La chica murió hacia el atardecer, después de gritar largo rato. Su hijo, aquel arrugado y pálido cuerpecillo de frente inquieta y párpados hinchados, le sobrevivió unas horas. Su madre había muerto después de golpear con los puños a cuantos estábamos alrededor. Tras haberlos llamado ladrones y asesinos. Tenía los puños tan débiles y esqueléticos que, cuando me golpeaba, parecía que me acariciaba. Yo fingía dormir. Y Kelmar también. La poca agua que habíamos bebido nos había repuesto algunas fuerzas, y también algo de lucidez. La suficiente para lamentar nuestra conducta, para que nos pareciera abominable, para no atrevernos a abrir los ojos, a mirarla, a mirarnos. Seguramente, la chica y su bebé habrían muerto de todas formas; pero esa idea, por razonable que fuera, no bastaba para borrar la indignidad de lo cometido. Nuestro acto suponía el gran triunfo de nuestros verdugos. Lo sabíamos. En esos momentos, puede que Kelmar fuera aún más consciente que yo, porque poco después decidió no seguir avanzando. Decidió morir pronto. Decidió castigarse.

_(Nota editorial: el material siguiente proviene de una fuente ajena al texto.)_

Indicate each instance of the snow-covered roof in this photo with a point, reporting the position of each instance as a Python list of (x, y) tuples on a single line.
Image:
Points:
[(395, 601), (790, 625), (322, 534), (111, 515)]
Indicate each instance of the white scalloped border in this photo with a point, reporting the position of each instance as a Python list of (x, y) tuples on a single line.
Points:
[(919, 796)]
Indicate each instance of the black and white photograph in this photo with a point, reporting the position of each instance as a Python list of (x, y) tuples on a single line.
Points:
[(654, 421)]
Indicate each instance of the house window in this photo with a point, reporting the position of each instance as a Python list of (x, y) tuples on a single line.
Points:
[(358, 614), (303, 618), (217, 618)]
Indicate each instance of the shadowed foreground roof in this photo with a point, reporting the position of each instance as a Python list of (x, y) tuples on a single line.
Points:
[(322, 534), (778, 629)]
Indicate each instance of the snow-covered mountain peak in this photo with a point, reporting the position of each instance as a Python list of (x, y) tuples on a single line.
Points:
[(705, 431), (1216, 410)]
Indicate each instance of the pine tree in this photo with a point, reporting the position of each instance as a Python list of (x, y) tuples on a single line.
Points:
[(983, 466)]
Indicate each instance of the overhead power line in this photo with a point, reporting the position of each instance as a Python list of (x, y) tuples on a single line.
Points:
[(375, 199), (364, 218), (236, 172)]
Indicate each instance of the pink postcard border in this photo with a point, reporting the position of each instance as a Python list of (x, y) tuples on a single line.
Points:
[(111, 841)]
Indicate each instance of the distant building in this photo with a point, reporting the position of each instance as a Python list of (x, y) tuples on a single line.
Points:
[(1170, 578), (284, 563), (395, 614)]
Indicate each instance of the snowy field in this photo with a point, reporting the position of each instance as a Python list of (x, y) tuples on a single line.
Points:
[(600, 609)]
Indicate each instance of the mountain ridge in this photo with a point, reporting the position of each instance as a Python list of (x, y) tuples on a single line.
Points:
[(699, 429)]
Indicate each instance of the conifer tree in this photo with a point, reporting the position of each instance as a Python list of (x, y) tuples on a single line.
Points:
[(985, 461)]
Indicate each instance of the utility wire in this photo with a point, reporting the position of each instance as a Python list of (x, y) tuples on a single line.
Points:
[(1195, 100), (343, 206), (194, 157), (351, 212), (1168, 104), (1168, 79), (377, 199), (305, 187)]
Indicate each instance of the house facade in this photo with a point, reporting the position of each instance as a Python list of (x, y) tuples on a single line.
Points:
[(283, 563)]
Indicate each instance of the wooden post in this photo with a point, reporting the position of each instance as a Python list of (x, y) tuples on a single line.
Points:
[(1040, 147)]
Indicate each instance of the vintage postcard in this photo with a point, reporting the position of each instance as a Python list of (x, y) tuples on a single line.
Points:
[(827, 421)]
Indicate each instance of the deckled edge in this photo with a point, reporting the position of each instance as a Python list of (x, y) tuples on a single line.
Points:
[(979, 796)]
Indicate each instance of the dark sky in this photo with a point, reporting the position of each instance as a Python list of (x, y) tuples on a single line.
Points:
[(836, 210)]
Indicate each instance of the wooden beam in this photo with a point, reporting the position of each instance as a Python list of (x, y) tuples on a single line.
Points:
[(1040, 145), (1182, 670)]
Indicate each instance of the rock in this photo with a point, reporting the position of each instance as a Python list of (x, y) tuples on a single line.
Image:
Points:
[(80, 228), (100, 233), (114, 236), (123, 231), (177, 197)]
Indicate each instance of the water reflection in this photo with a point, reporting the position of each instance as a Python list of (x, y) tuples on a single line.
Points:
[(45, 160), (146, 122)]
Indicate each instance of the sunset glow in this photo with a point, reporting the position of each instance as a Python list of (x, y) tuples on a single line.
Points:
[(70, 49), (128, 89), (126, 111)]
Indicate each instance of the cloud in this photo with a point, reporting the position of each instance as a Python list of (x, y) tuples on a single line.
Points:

Yo decidí vivir, y mi castigo es la vida. Así es como veo las cosas. Mi castigo son todos los sufrimientos que he padecido desde entonces. Es el Perro Brodeck. Es el silencio de Emélia, que a veces interpreto como el mayor reproche. Son las pesadillas de cada noche. Y es, sobretodo, esta permanente sensación de habitar un cuerpo que robé un día gracias a unas cuantas gotas de agua.